インドでは、食事の前に短い祈りを捧げる家庭が少なくありません。
それは宗教的な儀式というより、「今ここに食べ物があること」への感謝を思い出す時間です。
種をまいた人。
育てた人。
運んだ人。
料理を作ってくれた人。
そして、太陽や雨、大地の恵み。
一皿の料理の中には、数えきれない命のつながりがあります。
そのことを思い出すだけで、食事は単なる栄養補給ではなく、生命との対話へと変わっていきます。

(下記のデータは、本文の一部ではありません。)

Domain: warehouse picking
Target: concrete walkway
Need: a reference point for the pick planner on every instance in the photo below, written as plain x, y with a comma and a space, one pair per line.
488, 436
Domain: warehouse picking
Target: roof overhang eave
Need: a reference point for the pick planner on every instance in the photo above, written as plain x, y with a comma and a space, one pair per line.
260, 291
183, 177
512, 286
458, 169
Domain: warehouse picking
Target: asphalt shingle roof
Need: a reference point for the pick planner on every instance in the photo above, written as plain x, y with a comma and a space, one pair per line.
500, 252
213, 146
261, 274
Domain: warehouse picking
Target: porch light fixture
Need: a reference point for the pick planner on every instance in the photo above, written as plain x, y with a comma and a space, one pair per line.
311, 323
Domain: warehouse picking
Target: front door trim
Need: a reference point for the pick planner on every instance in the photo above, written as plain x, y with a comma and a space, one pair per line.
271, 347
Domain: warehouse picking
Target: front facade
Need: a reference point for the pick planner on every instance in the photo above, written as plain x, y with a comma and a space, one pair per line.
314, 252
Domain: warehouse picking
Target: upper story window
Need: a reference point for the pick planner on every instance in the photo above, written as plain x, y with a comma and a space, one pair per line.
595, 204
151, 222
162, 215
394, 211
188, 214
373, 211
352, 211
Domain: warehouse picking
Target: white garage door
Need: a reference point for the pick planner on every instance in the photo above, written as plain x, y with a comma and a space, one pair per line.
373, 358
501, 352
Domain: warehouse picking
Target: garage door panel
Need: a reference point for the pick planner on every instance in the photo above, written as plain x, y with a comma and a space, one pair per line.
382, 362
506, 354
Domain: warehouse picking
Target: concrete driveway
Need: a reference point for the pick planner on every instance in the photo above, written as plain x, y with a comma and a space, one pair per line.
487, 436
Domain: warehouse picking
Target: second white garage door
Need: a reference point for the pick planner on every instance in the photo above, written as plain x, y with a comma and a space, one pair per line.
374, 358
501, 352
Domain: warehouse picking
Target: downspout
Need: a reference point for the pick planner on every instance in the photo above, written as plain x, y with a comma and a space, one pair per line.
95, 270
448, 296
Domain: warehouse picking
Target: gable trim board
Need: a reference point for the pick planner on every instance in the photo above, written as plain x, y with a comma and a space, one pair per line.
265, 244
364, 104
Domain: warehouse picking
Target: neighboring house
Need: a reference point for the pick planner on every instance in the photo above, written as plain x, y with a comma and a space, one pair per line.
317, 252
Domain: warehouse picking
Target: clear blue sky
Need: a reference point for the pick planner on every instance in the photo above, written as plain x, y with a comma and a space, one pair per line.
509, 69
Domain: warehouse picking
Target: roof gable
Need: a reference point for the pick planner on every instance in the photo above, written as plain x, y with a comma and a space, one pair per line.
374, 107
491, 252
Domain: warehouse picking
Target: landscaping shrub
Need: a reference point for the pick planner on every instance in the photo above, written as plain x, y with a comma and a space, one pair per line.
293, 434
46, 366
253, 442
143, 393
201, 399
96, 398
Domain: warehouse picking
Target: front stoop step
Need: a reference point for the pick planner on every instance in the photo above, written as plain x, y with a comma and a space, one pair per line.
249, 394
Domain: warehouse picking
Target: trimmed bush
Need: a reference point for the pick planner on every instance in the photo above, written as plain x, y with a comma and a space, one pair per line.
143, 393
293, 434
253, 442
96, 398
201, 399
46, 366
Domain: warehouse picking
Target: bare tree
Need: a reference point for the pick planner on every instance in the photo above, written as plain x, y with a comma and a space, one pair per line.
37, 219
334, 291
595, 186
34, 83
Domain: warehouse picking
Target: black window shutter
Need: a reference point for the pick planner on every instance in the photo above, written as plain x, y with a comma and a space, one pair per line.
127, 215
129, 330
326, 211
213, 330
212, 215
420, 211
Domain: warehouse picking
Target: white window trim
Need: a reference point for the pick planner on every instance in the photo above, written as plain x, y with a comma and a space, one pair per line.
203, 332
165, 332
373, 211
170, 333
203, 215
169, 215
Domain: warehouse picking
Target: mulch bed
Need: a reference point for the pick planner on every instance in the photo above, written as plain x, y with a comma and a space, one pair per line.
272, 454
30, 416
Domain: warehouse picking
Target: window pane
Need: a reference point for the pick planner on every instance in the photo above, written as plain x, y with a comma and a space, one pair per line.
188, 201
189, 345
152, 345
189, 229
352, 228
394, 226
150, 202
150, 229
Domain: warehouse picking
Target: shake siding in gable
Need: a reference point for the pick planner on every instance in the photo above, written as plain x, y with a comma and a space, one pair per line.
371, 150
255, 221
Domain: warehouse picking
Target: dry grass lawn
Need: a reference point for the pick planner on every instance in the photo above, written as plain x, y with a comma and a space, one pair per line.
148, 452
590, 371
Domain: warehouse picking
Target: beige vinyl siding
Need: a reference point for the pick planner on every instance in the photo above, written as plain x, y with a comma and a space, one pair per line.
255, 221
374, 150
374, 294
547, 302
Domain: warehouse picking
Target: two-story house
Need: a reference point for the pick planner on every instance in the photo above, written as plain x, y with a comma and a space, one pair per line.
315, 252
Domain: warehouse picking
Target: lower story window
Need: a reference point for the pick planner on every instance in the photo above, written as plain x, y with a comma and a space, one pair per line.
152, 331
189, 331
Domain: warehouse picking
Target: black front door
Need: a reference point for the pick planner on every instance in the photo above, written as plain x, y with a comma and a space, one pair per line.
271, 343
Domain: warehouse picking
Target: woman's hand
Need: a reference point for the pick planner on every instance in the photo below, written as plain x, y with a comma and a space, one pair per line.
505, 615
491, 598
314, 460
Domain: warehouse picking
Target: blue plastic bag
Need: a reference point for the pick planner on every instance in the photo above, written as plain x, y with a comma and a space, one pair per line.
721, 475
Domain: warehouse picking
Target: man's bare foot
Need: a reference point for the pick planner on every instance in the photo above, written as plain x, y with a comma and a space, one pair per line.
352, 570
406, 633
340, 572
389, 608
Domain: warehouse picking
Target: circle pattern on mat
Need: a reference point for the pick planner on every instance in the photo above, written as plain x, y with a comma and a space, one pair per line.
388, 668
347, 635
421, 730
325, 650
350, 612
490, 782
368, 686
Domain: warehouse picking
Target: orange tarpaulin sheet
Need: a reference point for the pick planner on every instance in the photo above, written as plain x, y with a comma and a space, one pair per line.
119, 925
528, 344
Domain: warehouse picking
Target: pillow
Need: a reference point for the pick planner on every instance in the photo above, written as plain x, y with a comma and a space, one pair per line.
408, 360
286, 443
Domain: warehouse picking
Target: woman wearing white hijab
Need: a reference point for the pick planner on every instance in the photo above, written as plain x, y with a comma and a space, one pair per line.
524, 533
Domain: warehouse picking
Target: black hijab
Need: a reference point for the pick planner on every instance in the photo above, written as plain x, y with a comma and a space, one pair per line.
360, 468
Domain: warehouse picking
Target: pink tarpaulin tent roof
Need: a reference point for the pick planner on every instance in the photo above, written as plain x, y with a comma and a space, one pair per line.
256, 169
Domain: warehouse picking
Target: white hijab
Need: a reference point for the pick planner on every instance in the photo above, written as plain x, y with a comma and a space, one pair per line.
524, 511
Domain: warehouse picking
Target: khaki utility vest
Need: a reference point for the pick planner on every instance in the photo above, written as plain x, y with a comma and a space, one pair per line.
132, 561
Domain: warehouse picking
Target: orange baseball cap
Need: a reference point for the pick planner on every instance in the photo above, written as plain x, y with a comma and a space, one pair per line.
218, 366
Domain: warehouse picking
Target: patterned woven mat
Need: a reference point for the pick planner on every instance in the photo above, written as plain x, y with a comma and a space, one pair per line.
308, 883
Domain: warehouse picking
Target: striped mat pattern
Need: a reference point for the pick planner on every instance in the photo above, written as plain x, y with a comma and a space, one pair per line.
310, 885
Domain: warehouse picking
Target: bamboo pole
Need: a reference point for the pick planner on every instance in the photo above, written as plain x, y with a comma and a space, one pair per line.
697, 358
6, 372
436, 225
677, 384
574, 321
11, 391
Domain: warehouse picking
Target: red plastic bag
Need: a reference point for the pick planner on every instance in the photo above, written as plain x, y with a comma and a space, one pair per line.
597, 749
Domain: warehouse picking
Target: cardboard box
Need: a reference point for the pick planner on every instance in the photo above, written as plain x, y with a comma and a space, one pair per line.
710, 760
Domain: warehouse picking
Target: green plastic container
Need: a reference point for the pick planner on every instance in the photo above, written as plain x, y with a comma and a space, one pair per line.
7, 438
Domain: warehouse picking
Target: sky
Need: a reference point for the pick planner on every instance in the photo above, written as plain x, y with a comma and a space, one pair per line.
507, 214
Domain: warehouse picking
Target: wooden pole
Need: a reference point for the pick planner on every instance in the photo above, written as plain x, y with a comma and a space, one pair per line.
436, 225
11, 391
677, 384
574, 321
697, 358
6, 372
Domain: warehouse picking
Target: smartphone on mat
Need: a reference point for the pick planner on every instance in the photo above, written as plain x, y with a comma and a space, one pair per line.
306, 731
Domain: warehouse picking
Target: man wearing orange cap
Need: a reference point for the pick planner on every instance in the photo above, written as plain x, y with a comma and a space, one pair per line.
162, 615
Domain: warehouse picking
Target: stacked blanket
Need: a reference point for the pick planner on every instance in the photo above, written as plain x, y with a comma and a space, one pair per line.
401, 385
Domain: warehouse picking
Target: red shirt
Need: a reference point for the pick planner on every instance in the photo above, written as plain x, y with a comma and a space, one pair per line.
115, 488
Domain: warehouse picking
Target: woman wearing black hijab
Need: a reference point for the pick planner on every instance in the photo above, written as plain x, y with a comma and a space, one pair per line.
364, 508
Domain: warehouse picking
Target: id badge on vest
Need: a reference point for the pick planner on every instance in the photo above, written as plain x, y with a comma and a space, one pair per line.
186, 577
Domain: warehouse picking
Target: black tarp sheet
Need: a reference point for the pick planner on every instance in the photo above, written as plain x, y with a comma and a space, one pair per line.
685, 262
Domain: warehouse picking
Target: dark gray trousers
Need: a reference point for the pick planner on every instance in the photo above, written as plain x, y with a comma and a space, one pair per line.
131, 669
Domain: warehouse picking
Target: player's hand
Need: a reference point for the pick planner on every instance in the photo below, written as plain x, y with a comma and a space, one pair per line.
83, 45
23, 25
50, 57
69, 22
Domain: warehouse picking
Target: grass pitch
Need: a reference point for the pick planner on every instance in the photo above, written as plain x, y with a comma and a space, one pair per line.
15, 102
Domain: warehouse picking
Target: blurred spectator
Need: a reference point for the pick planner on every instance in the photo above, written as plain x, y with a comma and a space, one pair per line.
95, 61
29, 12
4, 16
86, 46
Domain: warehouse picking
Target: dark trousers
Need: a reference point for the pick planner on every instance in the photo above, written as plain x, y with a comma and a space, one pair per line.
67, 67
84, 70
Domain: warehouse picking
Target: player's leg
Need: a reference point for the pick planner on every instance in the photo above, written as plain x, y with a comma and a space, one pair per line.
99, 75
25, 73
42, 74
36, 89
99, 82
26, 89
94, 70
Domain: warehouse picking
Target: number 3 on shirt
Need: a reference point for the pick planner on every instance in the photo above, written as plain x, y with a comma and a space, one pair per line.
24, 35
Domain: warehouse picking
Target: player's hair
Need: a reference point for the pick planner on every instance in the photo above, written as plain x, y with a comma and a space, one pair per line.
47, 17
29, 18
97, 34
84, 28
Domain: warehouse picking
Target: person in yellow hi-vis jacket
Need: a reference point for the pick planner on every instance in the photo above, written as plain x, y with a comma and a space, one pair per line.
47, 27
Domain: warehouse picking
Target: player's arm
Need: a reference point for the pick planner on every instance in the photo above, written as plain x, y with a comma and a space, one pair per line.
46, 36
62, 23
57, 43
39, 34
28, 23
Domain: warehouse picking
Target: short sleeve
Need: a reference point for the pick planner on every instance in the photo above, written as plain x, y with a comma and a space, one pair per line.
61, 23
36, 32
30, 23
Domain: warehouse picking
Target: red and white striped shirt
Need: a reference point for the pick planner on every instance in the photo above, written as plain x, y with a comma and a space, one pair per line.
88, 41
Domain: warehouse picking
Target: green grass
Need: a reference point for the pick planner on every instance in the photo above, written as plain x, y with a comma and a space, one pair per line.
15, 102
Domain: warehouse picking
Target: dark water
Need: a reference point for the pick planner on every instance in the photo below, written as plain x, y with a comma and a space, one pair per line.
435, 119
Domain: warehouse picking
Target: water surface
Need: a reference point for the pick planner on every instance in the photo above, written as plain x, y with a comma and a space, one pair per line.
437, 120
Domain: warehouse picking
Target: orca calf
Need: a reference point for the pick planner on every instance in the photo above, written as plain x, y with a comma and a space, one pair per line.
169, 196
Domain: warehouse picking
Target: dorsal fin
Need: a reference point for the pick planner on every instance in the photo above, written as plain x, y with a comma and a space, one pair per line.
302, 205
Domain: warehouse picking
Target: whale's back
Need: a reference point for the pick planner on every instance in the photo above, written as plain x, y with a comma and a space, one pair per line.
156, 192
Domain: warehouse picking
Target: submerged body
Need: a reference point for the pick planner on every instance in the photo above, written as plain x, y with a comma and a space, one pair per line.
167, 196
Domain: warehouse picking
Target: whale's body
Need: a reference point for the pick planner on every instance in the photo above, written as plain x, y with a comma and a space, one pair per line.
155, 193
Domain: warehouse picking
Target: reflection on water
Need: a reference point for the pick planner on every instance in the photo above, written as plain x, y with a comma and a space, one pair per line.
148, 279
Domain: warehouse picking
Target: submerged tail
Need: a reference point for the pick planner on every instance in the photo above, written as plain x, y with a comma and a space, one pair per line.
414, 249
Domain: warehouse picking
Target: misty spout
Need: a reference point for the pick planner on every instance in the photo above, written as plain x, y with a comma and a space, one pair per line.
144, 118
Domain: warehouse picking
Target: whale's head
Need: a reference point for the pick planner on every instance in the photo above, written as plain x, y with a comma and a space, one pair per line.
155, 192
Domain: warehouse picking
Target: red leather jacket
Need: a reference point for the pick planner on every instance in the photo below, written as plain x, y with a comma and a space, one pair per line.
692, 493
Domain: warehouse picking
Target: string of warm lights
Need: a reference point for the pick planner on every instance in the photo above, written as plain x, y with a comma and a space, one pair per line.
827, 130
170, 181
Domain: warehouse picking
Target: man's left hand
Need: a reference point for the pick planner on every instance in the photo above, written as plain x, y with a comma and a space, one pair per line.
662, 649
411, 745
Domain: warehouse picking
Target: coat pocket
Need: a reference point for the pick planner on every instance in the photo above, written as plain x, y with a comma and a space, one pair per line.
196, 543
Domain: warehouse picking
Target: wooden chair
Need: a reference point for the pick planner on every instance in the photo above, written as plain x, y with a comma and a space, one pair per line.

ヨガ哲学では、食べることもまた一つの瞑想になり得ると考えます。
呼吸を感じるように。
一歩一歩を味わうように。
一口一口を丁寧にいただく。
その時間には、「もっと早く」「もっと効率よく」という日常の焦りはありません。
あるのは、「今、この瞬間」だけです。
忙しい現代だからこそ、この静かな時間は、身体だけでなく心も整えてくれます。
アーユルヴェーダが教える健康とは、特別な食材を食べることではありません。
日々の食事を通して、自分自身と丁寧につながり直すことです。
それは、生命を慈しむということでもあります。
そして、その積み重ねが、本来の健やかさを育んでいくのです。
食べることは、生きること。
その当たり前の営みを大切にするとき、私たちの暮らしそのものが、少しずつ豊かに変わり始めます。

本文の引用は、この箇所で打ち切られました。